Ведьма заметила в мужчине некую странность. Он был собран, но в то же время растерян. Манера говорить была прекрасна, что нельзя сказать о внешнем виде. Его коротко стриженные белые волосы, помятая белая рубашка и пиджак сложенный пополам в руке говорили сами за себя. Анна сразу же отнеслась снисходительно к такому появлению. И всё же. Никакие чудесные зеленые глаза не могли перечеркнуть неподобающий для него неопрятный вид.
— Анна, Теодор Левин поручил мне отвезти вас к стилисту, чтобы подготовить к вечернему балу, — рассказал мужчина, нервно перебирая пальцами по полям шляпы.
— Как вас зовут, сэр? — проигнорировав слова мужчины, спросила Анна.
— Майкл Шарло.
Анна задумчиво наклонила голову набок и опустила глаза в пол.
— Что за бал?
— Выход в свет юных магов, мисс.
— Майкл, я буду готова через пять минут, — сказала Анна, после чего немного улыбнулась в знак дружеского отношения.
Мне не помешает завести союзников.
— Я буду ждать вас у машины, — ответил мужчина, надел шляпу и удалился из комнаты.
Стилист досконально занялся образом Анны. Для него было важно сделать из Анны женщину, достойную Теодора. Его задумкой было превращение из хрупкого воробушка в роскошную женщину, сражающую любого проходящего мимо мужчину лишь одним кротким взглядом. Он оставил естественный цвет ее волос, но немного убрал длину и к прямым волосам добавил отросшую челку по бокам. Пройдя кучу косметических процедур, Анна получила наряд для благотворительного вечера в виде элегантного черного платья в пол. Декольте украшало скромное колье. На ногах девушки красовались туфли с атласными ремешками.

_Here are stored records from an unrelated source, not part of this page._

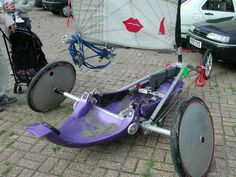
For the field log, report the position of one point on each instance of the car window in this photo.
(219, 5)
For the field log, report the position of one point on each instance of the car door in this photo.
(212, 9)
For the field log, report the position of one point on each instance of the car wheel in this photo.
(55, 12)
(64, 11)
(208, 63)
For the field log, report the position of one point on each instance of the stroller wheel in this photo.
(17, 88)
(41, 96)
(192, 138)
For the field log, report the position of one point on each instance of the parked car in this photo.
(193, 11)
(57, 7)
(216, 40)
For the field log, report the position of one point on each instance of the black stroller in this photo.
(26, 56)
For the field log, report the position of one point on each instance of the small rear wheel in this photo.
(64, 11)
(208, 63)
(192, 138)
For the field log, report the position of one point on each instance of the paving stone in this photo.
(109, 165)
(97, 172)
(112, 173)
(33, 165)
(127, 156)
(26, 173)
(39, 174)
(22, 146)
(48, 165)
(84, 168)
(73, 173)
(60, 166)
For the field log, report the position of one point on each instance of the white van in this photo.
(200, 10)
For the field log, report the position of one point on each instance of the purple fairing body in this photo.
(93, 125)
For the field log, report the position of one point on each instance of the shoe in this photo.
(19, 20)
(7, 100)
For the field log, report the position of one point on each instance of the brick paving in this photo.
(23, 155)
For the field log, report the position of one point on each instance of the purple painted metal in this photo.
(92, 125)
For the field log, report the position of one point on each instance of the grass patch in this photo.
(8, 145)
(2, 132)
(11, 133)
(232, 89)
(147, 171)
(6, 169)
(56, 148)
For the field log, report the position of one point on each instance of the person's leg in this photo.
(3, 82)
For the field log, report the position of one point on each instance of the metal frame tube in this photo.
(141, 80)
(167, 94)
(156, 129)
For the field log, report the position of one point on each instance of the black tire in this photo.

Ведьма послушно делала всё, что ей говорили. Она следовала указаниям стилиста. Всё, что происходило вокруг, казалось пустым. Её не интересовали ни платья, ни косметика, ни туфли. Люди вокруг казались бумажными. Пустыми. В прочем, как и она сама. Анна видела происходящее с ней и считала всё это полной нелепостью. Вокруг все суетились, пытаясь сделать свою работу идеально. И Анна понимала, что они лишь люди, занимающиеся своим делом. Но вся эта суета так знатно наскучила, что ей захотелось броситься вниз с первого попавшегося обрыва или хотя бы схватить голыми руками раскаленную сковородку. Лишь бы хоть что-то почувствовать. Ей хватило бы и самой мелкой эмоции. Но внутри нее был полный штиль. Тишина. Ничего. Только она и её мысли.
Анна думала о своей жизни. Той, что была до встречи с Теодором Левиным. И Анне стало невыносимо больно от того, что она так поздно начала ценить, что имела. У неё был дом, семья, близкие люди. Но теперь всё пропало. Растворилась иллюзия счастья. Анна осталась одна в мире, где, казалось, она была никому не нужна. У всех вокруг жизнь шла в своём русле. Они продолжали дышать, чувствовать, думать. Они жили. И Анна завидовала каждому. Хотя бы в том, что у них есть те, кто будет о них вспоминать в тоскливые холодные вечера, приходить в гости, изредка звонить, приглашать на прогулку во время утренней прохлады. Анна хотела быть нужной.